In some cases, auditors may extend their examination to include non-financial matters if this is required by an authority that regulates them. For example, auditors of banks are required by law to also include a review of credit risk exposure and internal groupings of risk exposures.
Forms of Audit
In some cases, an auditor will not conduct the audit in the way described above, but will simply examine accounting records to check that they have been prepared in accordance with accounting standards. In this case, the auditor will give an “unqualified report” on the financial statements, meaning that there is no statement made about potential issues with them.
Audits may be used as part of other activities. For example, audits may be used to prepare a company’s annual report or other similar document. Audits are also often used to prepare a management report and similar documents.
Typically, an audit would be carried out by one of two people: the audit committee (sitting alongside the board) or the chairperson of a company. The roles are usually separated but they may sometimes be combined in certain circumstances. For a government department, its minister may carry out an audit. In some cases, auditors may perform both roles. In other cases, only one person will do so by delegating responsibility for specific tasks to staff auditor(s).

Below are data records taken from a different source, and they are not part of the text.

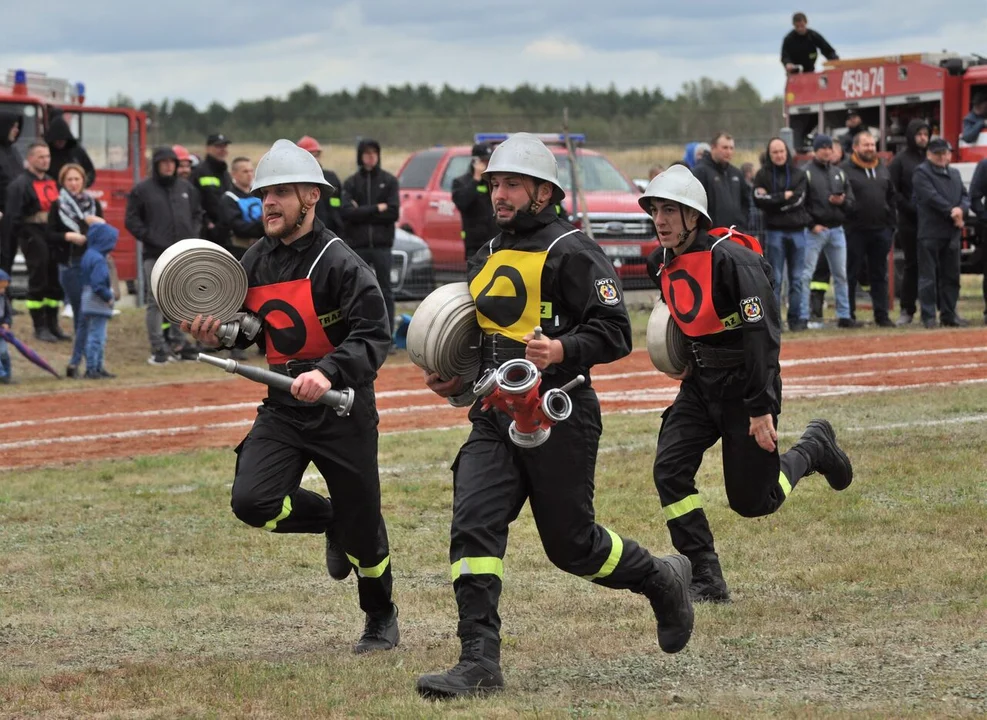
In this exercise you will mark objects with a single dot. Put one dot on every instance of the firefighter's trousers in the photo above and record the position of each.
(492, 478)
(757, 481)
(267, 490)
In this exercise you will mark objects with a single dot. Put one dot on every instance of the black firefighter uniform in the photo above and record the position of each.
(321, 309)
(553, 276)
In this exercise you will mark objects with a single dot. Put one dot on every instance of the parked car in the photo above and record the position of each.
(412, 276)
(625, 233)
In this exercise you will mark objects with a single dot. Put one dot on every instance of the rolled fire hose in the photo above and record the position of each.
(198, 277)
(339, 400)
(667, 345)
(444, 336)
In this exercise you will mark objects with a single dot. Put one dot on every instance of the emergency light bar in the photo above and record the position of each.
(547, 138)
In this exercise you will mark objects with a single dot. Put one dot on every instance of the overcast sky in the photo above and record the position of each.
(205, 51)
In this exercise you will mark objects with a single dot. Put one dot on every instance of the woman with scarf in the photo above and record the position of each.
(68, 221)
(779, 191)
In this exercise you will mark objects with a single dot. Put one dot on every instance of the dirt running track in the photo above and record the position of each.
(62, 428)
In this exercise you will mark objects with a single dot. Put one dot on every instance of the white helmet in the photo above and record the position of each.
(285, 164)
(525, 154)
(679, 185)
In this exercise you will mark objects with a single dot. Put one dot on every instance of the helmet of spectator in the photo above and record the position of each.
(679, 185)
(287, 164)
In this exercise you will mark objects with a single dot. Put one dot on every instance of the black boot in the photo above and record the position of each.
(51, 314)
(337, 563)
(478, 670)
(668, 591)
(380, 632)
(708, 584)
(41, 330)
(818, 446)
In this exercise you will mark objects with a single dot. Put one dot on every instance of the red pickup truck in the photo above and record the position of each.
(626, 234)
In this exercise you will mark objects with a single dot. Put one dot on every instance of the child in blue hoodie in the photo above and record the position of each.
(97, 296)
(5, 320)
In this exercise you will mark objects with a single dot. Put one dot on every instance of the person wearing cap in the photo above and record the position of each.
(211, 178)
(540, 272)
(828, 198)
(976, 119)
(471, 194)
(942, 203)
(902, 169)
(328, 208)
(324, 324)
(162, 210)
(718, 291)
(370, 208)
(800, 47)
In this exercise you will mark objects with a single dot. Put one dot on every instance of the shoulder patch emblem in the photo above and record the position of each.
(751, 309)
(606, 288)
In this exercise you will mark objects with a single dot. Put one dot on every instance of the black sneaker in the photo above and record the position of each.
(818, 442)
(379, 633)
(668, 591)
(337, 563)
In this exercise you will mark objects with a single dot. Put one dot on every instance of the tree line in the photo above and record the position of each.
(416, 116)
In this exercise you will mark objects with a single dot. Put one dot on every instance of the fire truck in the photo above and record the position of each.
(115, 138)
(888, 92)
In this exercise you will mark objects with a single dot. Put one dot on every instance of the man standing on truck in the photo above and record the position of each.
(370, 209)
(471, 194)
(798, 50)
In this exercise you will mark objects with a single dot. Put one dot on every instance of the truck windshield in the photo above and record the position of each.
(596, 174)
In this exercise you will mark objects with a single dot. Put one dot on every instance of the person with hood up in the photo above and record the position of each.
(729, 194)
(779, 190)
(162, 210)
(902, 169)
(370, 207)
(97, 296)
(66, 149)
(69, 219)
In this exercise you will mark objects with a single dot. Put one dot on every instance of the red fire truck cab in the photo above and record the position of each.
(115, 139)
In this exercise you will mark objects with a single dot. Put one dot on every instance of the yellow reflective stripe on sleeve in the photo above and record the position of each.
(786, 487)
(616, 550)
(375, 571)
(478, 566)
(683, 507)
(285, 512)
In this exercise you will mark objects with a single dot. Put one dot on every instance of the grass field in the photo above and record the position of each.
(130, 590)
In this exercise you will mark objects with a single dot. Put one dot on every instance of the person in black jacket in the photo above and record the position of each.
(942, 203)
(66, 149)
(719, 293)
(329, 204)
(558, 280)
(162, 210)
(798, 50)
(827, 200)
(471, 194)
(25, 220)
(728, 192)
(902, 168)
(211, 178)
(370, 207)
(779, 190)
(869, 225)
(302, 271)
(978, 204)
(11, 165)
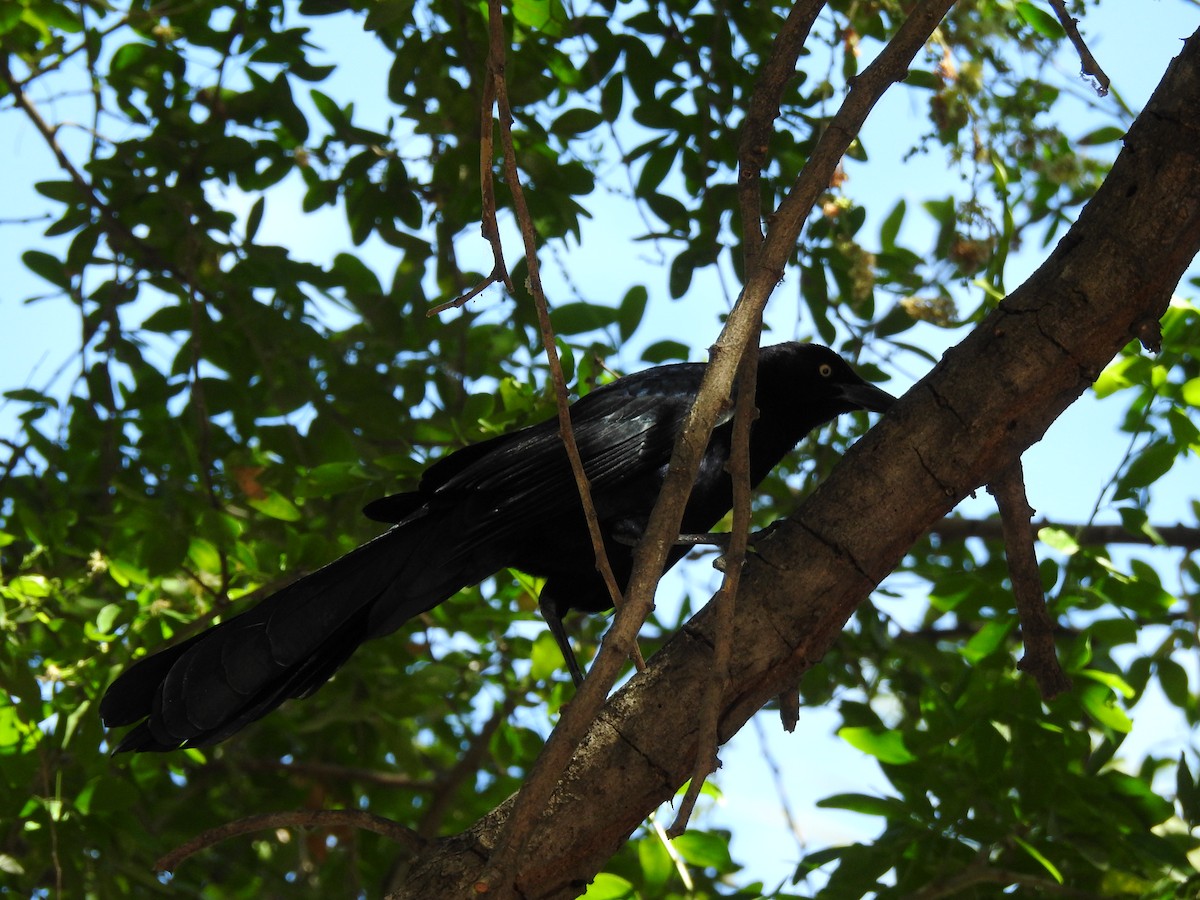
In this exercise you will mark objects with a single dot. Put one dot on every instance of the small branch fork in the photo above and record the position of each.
(1089, 66)
(1037, 627)
(762, 111)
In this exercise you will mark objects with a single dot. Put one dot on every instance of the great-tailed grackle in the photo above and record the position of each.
(507, 502)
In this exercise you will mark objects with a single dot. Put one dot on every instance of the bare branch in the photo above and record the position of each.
(761, 113)
(325, 819)
(1089, 66)
(1037, 627)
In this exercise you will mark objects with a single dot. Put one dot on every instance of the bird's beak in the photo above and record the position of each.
(867, 396)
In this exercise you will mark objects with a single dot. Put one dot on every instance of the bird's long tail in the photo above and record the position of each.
(209, 687)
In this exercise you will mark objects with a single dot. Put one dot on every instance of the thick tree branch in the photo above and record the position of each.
(1037, 627)
(726, 354)
(988, 400)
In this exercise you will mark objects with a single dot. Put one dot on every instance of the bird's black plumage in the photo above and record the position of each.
(505, 502)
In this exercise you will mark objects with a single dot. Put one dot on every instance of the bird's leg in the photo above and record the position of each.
(555, 621)
(628, 532)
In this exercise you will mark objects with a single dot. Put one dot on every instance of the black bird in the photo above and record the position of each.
(507, 502)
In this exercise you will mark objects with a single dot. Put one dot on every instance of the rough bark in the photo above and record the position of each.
(1107, 282)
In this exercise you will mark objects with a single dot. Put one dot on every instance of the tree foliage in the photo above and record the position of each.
(238, 388)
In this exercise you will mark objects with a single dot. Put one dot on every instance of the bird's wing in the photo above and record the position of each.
(624, 431)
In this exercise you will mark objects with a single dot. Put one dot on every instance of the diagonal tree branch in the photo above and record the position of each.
(989, 399)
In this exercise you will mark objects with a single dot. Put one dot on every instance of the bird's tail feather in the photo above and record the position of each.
(211, 685)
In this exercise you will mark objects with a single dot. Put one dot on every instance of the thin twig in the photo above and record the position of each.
(529, 238)
(1087, 64)
(1037, 628)
(1090, 535)
(490, 223)
(761, 113)
(298, 819)
(738, 466)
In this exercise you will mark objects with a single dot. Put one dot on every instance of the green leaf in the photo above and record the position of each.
(276, 505)
(631, 310)
(1191, 393)
(1041, 21)
(1109, 679)
(1059, 539)
(546, 658)
(255, 219)
(580, 317)
(607, 886)
(885, 745)
(1042, 861)
(706, 850)
(655, 862)
(46, 267)
(1104, 135)
(1099, 702)
(1121, 373)
(107, 617)
(987, 640)
(867, 804)
(664, 352)
(576, 121)
(546, 16)
(891, 227)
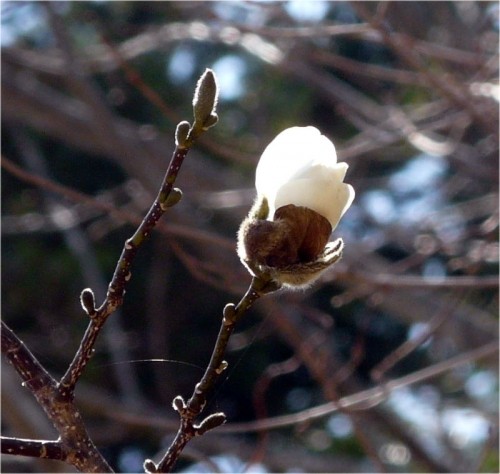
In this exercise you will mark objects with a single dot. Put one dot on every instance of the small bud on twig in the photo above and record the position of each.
(178, 404)
(87, 300)
(149, 466)
(181, 134)
(172, 199)
(205, 101)
(210, 422)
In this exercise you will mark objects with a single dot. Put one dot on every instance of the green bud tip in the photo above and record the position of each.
(181, 134)
(87, 300)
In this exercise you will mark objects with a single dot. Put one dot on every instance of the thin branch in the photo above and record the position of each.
(75, 445)
(33, 448)
(190, 410)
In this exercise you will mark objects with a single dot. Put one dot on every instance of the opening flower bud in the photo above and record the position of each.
(301, 197)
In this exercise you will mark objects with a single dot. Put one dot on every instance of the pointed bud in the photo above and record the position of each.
(87, 300)
(172, 199)
(181, 134)
(205, 100)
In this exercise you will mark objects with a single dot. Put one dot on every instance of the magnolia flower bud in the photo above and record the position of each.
(300, 200)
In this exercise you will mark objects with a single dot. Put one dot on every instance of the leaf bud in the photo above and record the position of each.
(182, 133)
(205, 100)
(87, 300)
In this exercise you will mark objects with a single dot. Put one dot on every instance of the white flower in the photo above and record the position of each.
(301, 197)
(300, 167)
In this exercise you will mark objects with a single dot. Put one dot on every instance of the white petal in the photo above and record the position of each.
(290, 154)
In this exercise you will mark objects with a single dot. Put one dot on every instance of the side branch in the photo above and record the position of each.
(33, 448)
(190, 410)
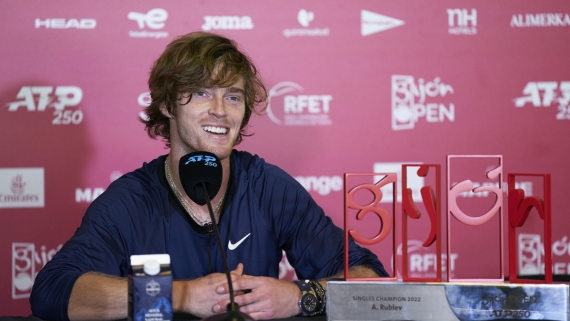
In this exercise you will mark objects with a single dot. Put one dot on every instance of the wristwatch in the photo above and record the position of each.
(309, 303)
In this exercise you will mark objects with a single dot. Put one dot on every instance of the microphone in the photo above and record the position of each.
(201, 176)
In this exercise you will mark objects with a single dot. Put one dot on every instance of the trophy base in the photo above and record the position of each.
(362, 301)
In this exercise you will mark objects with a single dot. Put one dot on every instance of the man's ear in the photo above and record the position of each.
(165, 112)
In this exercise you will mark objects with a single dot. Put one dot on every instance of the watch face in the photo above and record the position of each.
(309, 303)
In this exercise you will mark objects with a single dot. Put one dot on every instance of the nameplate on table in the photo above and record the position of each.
(362, 301)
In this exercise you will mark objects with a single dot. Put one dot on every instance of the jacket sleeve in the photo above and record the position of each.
(95, 246)
(313, 243)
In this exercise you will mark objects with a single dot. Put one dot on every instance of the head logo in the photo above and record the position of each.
(371, 22)
(21, 187)
(66, 24)
(305, 17)
(288, 107)
(545, 94)
(462, 22)
(227, 23)
(26, 261)
(154, 19)
(406, 111)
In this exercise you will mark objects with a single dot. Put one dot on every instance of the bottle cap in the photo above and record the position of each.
(151, 267)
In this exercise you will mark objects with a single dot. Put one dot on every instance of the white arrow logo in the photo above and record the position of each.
(372, 22)
(234, 246)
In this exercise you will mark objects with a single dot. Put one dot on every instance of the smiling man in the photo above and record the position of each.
(204, 91)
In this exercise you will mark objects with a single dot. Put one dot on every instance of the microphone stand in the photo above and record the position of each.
(233, 312)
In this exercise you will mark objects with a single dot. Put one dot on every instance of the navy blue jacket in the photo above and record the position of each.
(139, 214)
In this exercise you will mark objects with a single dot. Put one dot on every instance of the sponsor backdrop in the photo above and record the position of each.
(359, 86)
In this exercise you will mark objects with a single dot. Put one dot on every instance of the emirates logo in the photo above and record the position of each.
(17, 187)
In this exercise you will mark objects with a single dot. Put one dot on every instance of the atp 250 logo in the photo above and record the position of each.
(42, 98)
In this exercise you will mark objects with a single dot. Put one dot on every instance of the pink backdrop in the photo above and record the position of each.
(359, 86)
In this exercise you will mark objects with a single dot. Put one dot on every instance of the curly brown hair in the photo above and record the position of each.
(195, 61)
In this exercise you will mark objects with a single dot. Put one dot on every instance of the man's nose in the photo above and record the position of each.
(218, 107)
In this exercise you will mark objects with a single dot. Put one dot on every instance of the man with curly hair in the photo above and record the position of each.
(203, 91)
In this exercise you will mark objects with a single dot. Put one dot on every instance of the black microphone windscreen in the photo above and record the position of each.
(198, 167)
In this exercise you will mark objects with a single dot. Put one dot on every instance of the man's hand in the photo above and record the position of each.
(198, 296)
(263, 297)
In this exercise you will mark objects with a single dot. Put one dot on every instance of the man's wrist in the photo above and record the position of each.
(313, 298)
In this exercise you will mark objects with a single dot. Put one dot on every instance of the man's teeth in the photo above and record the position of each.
(216, 130)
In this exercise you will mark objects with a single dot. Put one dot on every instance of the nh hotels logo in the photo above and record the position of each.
(371, 22)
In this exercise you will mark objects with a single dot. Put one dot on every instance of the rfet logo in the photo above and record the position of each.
(40, 98)
(409, 102)
(546, 94)
(289, 106)
(530, 254)
(27, 260)
(153, 19)
(422, 261)
(21, 187)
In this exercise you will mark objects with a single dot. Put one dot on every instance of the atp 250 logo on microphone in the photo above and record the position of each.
(60, 99)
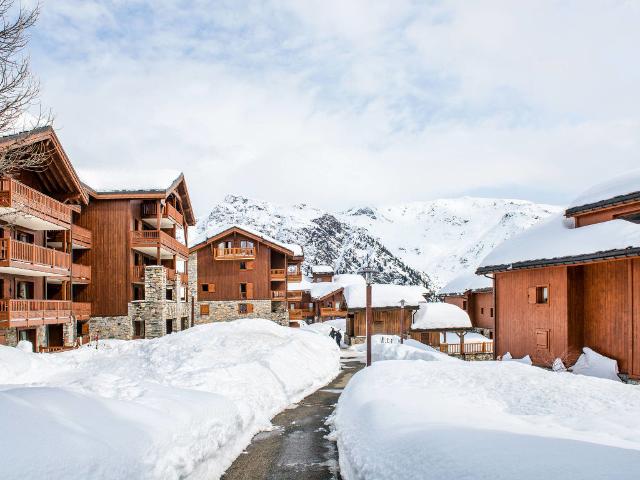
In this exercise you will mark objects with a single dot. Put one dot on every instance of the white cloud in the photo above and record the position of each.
(338, 103)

A report of an audit is often called the “Audit Report”. It will normally contain a brief statement about how the review was carried out and some general comments on the results of that review. The report will also contain formal (and sometimes legal) audit findings and advice to management, who are expected to comply with those findings, or face sanctions.
In the United States, state and federal agencies (i.e., the Securities Exchange Commission in the private sector) prescribe audit standards that private-sector companies must meet in order to gain or maintain a listing on either the NYSE or NASDAQ stock exchanges. This requirement applies to all publically traded companies, including registered investment advisors (RIA firms), security brokers, and market makers. The specific criteria vary by market. For example, NASDAQ has adopted a complicated set of standards that are more detailed than most companies have time to prepare an annual audit report to meet.
In the United Kingdom, statutory auditors are mandated for certain publicly listed companies by the Listing Authority. The first statutory audit in this country was required in 1765 by the Royal Stamp Act 1765, which required all publicly traded companies to have a company secretary and an auditor. Later, the Stock Exchange Act 1892 made it a requirement of listing to have a full-time statutory auditor, who would be appointed annually by Companies House.